Usulan Komisi XI DPR RI Soal Moratorium Produk Unit Link Dinilai Tidak Tepat
loading...
A
A
A
JAKARTA - Usulan Komisi XI DPR RI terkait moratorium produk unit link, terus menuai sorotan publik. Pasalnya, usulan tersebut dinilai tidak tepat karena memicu ketidakpastian hukum.
Praktisi hukum Grace Bintang Hidayanti Sihotang berpendapat, usulan Komisi XI DPR terkait moratorium unit link sangat tidak dimungkinkan. Alasannya, perjanjian asuransi dalam produk unit link merupakan perjanjian perdata dan bukan dalam ranah hukum publik.
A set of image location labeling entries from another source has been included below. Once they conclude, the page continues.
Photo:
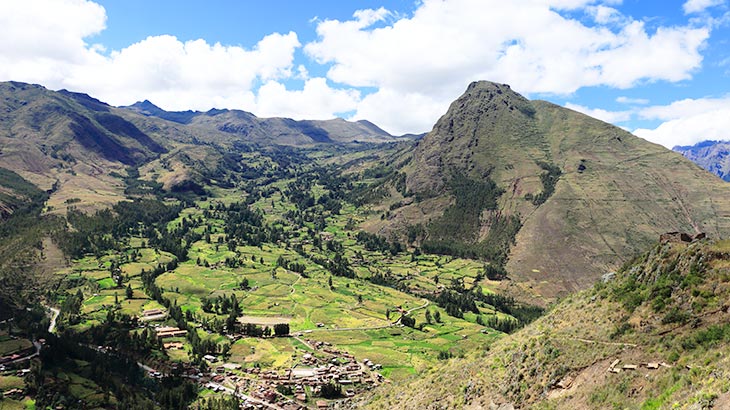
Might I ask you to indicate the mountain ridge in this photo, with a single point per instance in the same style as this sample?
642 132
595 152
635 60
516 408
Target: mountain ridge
609 195
276 129
714 156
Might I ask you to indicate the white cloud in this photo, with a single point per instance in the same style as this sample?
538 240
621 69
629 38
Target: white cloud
316 100
43 41
186 75
416 65
400 113
684 108
603 115
633 101
605 15
688 121
445 44
698 6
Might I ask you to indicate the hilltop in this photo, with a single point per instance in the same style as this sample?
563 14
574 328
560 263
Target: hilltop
82 150
284 131
556 196
652 335
713 156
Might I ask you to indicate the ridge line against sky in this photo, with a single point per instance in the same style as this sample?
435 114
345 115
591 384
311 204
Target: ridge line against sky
658 69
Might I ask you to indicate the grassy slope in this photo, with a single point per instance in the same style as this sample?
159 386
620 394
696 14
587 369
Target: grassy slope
629 192
575 343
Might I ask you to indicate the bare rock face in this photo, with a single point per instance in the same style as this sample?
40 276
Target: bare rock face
714 156
615 194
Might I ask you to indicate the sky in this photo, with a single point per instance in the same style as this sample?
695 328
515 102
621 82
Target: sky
659 69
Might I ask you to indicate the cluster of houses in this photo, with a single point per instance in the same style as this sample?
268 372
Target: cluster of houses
153 314
169 331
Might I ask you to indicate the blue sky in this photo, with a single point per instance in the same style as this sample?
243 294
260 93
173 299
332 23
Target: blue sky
657 68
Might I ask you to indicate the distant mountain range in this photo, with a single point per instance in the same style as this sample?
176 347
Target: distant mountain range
74 143
713 156
572 196
271 130
556 197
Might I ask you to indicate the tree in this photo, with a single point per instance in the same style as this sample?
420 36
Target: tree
281 329
331 390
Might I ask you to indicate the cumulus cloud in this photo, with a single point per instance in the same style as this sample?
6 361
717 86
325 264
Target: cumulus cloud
603 115
688 121
44 41
317 100
698 6
634 101
187 75
530 45
408 68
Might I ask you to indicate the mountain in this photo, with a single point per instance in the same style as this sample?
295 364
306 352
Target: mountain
69 143
283 131
560 196
654 335
713 156
80 149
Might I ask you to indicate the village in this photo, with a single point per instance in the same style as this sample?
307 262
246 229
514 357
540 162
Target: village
300 387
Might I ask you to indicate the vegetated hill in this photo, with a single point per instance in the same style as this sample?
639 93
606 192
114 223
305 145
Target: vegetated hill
713 156
16 193
284 131
666 313
69 143
564 196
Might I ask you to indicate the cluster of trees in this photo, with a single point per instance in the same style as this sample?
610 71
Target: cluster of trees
373 242
108 229
548 178
254 330
292 266
221 305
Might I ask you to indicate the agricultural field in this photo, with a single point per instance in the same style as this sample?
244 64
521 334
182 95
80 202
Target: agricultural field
215 281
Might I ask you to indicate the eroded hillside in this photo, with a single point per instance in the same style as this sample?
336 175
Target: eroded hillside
652 335
574 196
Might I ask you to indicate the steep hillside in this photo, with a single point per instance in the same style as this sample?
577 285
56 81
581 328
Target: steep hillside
283 131
713 156
581 195
653 335
69 143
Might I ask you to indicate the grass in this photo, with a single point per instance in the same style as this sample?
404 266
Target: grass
277 295
14 345
11 382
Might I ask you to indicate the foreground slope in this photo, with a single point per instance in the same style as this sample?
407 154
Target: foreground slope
587 194
661 324
713 156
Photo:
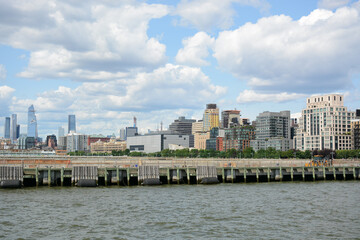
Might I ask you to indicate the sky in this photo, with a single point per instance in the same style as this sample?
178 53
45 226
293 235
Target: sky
108 61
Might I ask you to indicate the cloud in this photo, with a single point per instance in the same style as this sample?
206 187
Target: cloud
2 72
332 4
113 103
5 99
250 96
85 42
317 53
207 15
195 50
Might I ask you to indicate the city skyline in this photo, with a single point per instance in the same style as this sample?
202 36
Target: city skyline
158 61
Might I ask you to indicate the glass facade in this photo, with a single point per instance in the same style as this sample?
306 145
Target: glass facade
13 129
32 123
71 124
7 128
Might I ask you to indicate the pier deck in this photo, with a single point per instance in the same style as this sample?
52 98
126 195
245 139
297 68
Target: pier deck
128 172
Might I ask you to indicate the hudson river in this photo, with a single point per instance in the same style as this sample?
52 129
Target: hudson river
303 210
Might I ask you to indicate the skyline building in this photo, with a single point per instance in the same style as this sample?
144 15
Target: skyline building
76 142
325 123
230 118
182 125
71 123
122 134
210 117
131 132
32 130
272 130
17 130
61 132
7 128
13 128
238 138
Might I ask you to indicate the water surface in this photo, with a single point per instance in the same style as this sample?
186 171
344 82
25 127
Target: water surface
315 210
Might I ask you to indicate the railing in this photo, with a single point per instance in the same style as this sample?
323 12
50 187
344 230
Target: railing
110 161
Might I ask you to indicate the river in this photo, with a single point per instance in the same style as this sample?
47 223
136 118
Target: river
288 210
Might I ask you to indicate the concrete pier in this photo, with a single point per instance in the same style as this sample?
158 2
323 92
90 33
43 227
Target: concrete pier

Dalam perjanjian perdata berlaku pacta sunt servanda (perjanjian harus ditepati). Perjanjian berfungsi sebagai undang-undang (UU) bagi pihak-pihak yang berjanji.
”Jadi, jika pemerintah, regulator atau pembuat kebijakan melakukan moratorium terhadap hal yang diatur dalam perjanjian keperdataan, secara tidak langsung sudah melanggar ketentuan. Terutama ketentuan nomor 2 dari persyaratan sebuah diskresi, yaitu bertentangan dengan peraturan perundang-undangan. Sebab, ya itu tadi, perjanjian adalah hukum bagi pihak yang berjanji. Hal ini dinilai akan berpotensi tidak baik terhadap asas kepastian hukum,” ujar pengajar tindak pidana ekonomi di Universitas Terbuka (UT) ini, Kamis (9/12/2021).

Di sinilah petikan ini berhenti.